Any agreement would also need the approval of the Obama administration. Herbert has spent much of the past year negotiating waivers needed from the federal government to use Medicaid expansion funds for an alternative plan.

Carpenter said the six-member group isn't considered an official commission or task force. He said their meetings are "nothing we're trying to keep secret" and promised regular reports on their progress.

Salt Lake media attorney Jeff Hunt said while it's "kind of a gray area," the group likely would not be subject to the state's open meeting laws.

"A group like this, they probably need some ability to have candid discussions and horse trading," Hunt said. "It would be extremely difficult to have negotiations of this sort that were fully open to the public. They need a little breathing room."

But while Hunt said he could see the need for "some confidentiality and some closed-door discussion to see if the major players can reach a political solution," the debate over whatever deal they reach should be conducted in public.

That would likely come in a special session of the Legislature, although both House and Senate Republicans closed caucus meetings to talk about Healthy Utah last session. The GOP holds supermajorities in both the House and Senate.

Carpenter said the public should weigh in by contacting their elected officials. Polls have shown the governor's plan has strong support, even though House Republicans questioned whether the federal government would keep up its end of the deal.

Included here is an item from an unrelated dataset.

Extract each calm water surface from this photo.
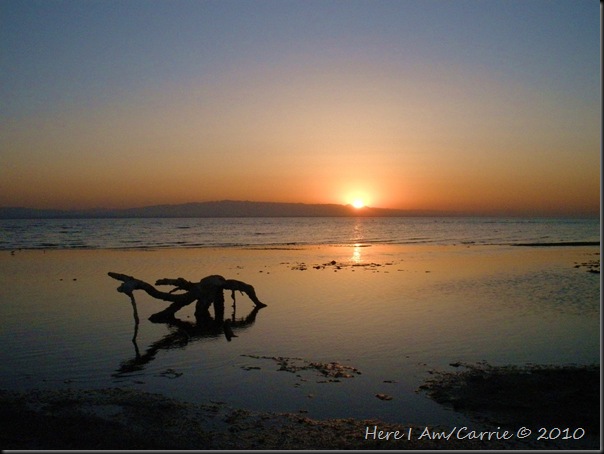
[0,218,600,250]
[0,219,600,424]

RyLee Curtis, Medicaid policy analyst for the Utah Health Policy Project, said Utahns need "to keep their feet to the fire" by letting their elected officials know how they feel about Healthy Utah.

Curtis said the advocacy group expected the group's meetings to be closed.

"It is more of a negotiation. These last two years have really been more of an open process. Now we're in the home stretch," she said. "I think it really is a matter of getting into these meetings and hashing out the details."